Do you know of anything that I can do so that I can safely update my system again? Here’s the system configuration:

$ ostree admin status
* fedora-iot a58285d59b68498413b8f162090b54e69d6f4557ea4a7681d43f4d491f283efe.0
    Version: 41.20241111.0
    origin: <unknown origin type>
  fedora-iot 34457c8e86c0d6d137a53d042aee425f6097183ffb25b39877f433f55a627ce1.0 (rollback)
    Version: 41.20241110.0
    origin: <unknown origin type>
$ sudo bootupctl status
Running as unit: bootupd.service
Component EFI
  Installed: grub2-efi-x64-1:2.12-10.fc41.x86_64,shim-x64-15.8-3.x86_64
  Update: At latest version
No components are adoptable.
Boot method: EFI
$ sudo ostree config get ex-integrity.composefs
yes
$ sudo ostree config get sysroot.bootloader
none
$ cat /etc/default/grub
cat: /etc/default/grub: No such file or directory
$ rpm -q ostree grub2-tools-minimal
ostree-2024.9-1.fc41.x86_64
grub2-tools-minimal-2.12-10.fc41.x86_64

If you can come up with a simple reproducer, you can report the bug on the Fedora IoT issue tracker - Issues · fedora-iot/iot-distro · GitHub

1 Like

In case anyone else runs into this, a solution is to boot into a live CD, run the commands from above:

then reboot into the system, verify that /boot/grub2/grub.cfg is still a file (and not a broken symlink), then run:

 $ sudo chattr +i /boot/grub2/grub.cfg

After you’ve done this, it should be safe to run rpm-ostree upgrade again.

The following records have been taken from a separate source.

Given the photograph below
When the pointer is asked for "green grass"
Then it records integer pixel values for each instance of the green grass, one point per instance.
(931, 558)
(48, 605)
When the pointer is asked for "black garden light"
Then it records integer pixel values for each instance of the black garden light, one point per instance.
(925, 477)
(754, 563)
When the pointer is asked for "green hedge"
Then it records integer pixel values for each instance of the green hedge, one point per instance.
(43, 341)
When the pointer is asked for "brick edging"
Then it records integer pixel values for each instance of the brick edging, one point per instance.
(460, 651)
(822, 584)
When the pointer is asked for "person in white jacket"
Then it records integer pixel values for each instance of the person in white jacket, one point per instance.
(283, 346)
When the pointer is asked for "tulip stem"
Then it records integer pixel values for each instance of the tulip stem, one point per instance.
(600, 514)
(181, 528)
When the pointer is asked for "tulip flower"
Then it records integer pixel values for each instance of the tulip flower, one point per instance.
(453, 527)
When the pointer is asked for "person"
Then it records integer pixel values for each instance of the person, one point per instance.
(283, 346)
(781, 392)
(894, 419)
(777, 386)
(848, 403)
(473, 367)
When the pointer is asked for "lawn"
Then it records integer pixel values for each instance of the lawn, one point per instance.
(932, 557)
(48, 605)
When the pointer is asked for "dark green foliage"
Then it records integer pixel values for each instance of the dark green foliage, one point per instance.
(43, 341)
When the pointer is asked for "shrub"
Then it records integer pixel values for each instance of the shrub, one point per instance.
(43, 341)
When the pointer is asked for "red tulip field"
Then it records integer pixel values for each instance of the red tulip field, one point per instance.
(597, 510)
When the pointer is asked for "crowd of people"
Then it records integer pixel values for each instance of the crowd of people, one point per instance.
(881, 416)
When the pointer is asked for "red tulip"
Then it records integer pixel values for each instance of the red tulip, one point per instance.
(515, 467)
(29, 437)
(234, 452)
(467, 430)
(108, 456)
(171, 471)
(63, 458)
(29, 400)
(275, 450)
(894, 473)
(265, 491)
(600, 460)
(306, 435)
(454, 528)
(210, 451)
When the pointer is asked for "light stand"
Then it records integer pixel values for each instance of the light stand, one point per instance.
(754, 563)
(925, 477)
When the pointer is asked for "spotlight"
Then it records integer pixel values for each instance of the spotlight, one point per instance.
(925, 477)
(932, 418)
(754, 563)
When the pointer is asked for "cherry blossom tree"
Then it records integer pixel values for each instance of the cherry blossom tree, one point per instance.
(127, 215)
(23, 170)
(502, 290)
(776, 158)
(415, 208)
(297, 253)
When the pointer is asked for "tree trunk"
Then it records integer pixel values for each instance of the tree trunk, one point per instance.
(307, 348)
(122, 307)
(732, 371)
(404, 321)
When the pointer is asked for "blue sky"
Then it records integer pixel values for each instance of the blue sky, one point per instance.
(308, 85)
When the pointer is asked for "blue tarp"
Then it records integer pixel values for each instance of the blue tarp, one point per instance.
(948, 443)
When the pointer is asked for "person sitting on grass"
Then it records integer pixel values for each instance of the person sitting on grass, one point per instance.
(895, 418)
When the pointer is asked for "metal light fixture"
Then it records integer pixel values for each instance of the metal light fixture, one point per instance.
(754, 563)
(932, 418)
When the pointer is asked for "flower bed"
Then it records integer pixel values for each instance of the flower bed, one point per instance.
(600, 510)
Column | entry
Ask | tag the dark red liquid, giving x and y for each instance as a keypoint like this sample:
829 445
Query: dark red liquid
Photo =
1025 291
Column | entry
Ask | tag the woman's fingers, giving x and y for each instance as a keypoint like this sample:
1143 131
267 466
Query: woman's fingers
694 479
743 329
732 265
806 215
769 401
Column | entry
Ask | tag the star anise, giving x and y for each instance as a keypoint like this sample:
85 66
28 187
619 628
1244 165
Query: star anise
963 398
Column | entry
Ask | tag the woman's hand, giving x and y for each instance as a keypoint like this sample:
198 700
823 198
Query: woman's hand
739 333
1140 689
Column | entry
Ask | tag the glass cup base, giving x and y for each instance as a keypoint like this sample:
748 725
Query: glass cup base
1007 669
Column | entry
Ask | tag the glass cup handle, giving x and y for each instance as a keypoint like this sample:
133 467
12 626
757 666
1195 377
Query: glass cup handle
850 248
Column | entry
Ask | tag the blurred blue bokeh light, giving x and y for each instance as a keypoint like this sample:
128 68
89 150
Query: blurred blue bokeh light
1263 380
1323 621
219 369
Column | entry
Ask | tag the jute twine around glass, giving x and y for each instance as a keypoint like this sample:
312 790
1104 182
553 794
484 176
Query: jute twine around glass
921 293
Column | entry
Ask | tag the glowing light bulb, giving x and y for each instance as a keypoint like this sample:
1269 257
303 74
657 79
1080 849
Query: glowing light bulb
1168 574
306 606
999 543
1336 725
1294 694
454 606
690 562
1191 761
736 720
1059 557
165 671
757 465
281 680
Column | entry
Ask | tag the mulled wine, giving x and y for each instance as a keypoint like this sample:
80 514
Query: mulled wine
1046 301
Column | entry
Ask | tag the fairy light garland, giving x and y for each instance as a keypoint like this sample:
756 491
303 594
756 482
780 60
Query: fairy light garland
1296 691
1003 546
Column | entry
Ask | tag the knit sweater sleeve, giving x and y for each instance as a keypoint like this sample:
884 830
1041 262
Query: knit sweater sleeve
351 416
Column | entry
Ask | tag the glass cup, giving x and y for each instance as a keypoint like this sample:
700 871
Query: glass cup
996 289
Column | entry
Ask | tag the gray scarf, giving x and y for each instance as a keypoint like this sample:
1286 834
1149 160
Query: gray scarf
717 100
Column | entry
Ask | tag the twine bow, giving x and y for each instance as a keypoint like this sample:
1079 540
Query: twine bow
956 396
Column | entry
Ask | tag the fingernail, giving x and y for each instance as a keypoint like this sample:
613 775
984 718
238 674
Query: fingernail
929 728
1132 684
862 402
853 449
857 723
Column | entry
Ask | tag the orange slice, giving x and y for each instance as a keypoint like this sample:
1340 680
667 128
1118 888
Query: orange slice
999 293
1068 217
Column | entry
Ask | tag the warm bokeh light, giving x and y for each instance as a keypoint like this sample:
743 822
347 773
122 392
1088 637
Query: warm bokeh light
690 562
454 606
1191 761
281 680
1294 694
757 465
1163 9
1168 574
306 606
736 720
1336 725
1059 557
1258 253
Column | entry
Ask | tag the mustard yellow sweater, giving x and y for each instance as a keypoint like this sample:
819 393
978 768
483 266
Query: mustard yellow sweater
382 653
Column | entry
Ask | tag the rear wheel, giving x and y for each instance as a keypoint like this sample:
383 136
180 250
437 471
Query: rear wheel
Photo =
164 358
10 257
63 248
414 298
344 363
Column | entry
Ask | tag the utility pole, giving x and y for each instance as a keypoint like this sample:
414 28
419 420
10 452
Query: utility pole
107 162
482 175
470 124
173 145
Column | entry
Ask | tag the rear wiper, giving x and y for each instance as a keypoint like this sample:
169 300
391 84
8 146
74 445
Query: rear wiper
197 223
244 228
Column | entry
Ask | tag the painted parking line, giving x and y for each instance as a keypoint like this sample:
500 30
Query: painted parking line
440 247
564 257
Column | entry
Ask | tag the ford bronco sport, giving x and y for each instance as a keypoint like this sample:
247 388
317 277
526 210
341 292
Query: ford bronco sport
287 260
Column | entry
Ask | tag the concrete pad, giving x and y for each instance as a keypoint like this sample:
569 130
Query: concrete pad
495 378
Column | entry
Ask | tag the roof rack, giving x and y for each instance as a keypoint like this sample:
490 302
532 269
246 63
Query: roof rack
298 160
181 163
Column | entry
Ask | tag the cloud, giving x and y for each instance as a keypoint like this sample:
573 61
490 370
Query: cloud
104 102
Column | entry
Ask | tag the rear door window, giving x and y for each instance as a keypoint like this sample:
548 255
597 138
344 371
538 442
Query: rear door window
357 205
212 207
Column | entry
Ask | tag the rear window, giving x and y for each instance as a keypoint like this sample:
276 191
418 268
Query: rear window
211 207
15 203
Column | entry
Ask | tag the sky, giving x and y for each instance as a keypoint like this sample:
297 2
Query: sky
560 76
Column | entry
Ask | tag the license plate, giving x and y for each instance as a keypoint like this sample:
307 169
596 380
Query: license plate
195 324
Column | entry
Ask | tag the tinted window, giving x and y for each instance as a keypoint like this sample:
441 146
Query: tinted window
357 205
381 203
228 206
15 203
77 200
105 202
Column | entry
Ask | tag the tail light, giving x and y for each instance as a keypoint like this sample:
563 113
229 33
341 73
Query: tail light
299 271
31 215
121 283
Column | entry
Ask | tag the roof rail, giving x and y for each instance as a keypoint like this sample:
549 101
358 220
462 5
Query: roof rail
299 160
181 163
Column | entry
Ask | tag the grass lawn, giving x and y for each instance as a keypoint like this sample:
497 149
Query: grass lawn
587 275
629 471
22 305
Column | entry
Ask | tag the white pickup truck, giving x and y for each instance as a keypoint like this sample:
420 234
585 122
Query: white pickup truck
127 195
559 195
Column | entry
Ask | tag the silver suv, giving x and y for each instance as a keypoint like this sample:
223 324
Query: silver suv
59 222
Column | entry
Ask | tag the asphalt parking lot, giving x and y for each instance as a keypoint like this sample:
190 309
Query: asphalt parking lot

This solution is a horrible hack though, so I’ll try and find a way to reproduce this and file it on the IoT issue tracker.

Ok, I figured out the actual solution here:

$ sudo rm /boot/bootupd-state.json
$ sudo /usr/libexec/bootupd install --auto --with-static-configs --write-uuid /

If this worked correctly, then running

$ sudo tail /boot/grub2/grub.cfg

should show

[...]
# Import user defined configuration
# tracker: https://github.com/coreos/fedora-coreos-tracker/issues/805
if [ -f $prefix/user.cfg ]; then
  source $prefix/user.cfg
fi

blscfg

If it instead shows

[...]
### BEGIN /etc/grub.d/41_custom ###
if [ -f  ${config_directory}/custom.cfg ]; then
  source ${config_directory}/custom.cfg
elif [ -z "${config_directory}" -a -f  $prefix/custom.cfg ]; then
  source $prefix/custom.cfg
fi
### END /etc/grub.d/41_custom ###

then something went wrong.

You should also make sure that both of the following commands show the same UUID:

$ cat /boot/grub2/bootuuid.cfg
$ lsblk --fs | grep '/boot$'

If both of the checks were successful, then everything should be fixed.